Introduction#

FeatInsight is a sophisticated feature store service, leveraging OpenMLDB for efficient feature computation, management, and orchestration.

FeatInsight provides a user-friendly user interface, allowing users to perform the entire process of feature engineering for machine learning, including data import, viewing and update, feature generation, store, and online deployment. For offline scenarios, users can choose features for training sample generation for ML training; for online scenarios, users can deploy online feature services for real-time feature computations.

Main Functionalities#

FeatInsight includes the following major functionalities:

  • Data Management: To import and manage datasets and online data sources for feature engineering.

  • Feature Management: To store original features and generated features.
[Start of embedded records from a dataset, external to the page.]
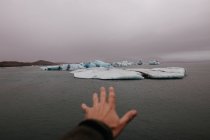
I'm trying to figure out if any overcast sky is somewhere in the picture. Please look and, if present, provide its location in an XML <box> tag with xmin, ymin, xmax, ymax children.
<box><xmin>0</xmin><ymin>0</ymin><xmax>210</xmax><ymax>62</ymax></box>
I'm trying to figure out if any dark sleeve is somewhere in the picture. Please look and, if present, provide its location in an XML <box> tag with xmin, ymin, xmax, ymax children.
<box><xmin>62</xmin><ymin>120</ymin><xmax>114</xmax><ymax>140</ymax></box>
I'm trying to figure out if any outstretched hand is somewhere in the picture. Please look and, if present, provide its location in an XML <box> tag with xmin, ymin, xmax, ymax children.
<box><xmin>81</xmin><ymin>87</ymin><xmax>137</xmax><ymax>137</ymax></box>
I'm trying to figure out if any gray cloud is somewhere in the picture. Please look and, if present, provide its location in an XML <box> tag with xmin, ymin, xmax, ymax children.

  • Online Scenario: To deploy feature services online, which provides hard real-time online feature extraction APIs using online data.

  • Offline Scenario: To generate training dataset from offline data and corresponding feature calculations. It also provides management functions for offline datasets and offline tasks.

  • SQL Playground: To execute any OpenMLDB SQL statements. It can be used in both online and offline mode for feature calculations.

  • Computed Features: To store pre-computed features directly into OpenMLDB online tables, for access to perform feature reads and writes.

Key Features#

The main objective of FeatInsight is to address common challenges in machine learning development, including facilitating easy and quick feature extraction, transformation, combination, and selection, managing feature lineage, enabling feature reuse and sharing, version control for feature services, and ensuring consistency and reliability of feature data used in both training and inference processes. Application scenarios include the following:

  • Online Feature Service Deployment: Provides high-performance feature storage and online feature computation functions for localized deployment.

  • MLOps Platform: Establishes MLOps workflow with OpenMLDB online-offline consistent computations.

  • FeatureStore Platform: Provides comprehensive feature extraction, deletion, online deployment, and lineage management functionality to achieve low-cost local FeatureStore services.

  • Open-Source Feature Solution Reuse: Supports solution reuse locally for feature reuse and sharing.

  • Business Component for Machine Learning: Provides a one-stop feature engineering solution for machine learning models in recommendation systems, natural language processing, finance, healthcare, and other areas of machine learning implementation.

Core Concepts#

Here are some terms and their definitions used in FeatInsight for better understanding:

  • Feature: Data obtained through feature extraction from raw data that can be directly used for model training and inference.

  • Pre-computed Feature: Feature values stored after external batch computation or streaming processing, available for direct online use.

  • Feature View: A set of features defined by a single SQL computation statement.

  • Feature Service: Combines one or more features into a feature service, provided for use in online scenarios.

  • Online Scenario: By deploying feature services, it provides hard real-time online feature extraction interfaces using online data.

  • Offline Scenario: With distributed computing, performs feature computation on offline data and exports training dataset for machine learning.

  • Online-Offline Consistency: The consistency in feature results between online and offline scenarios is ensured through the same SQL statement.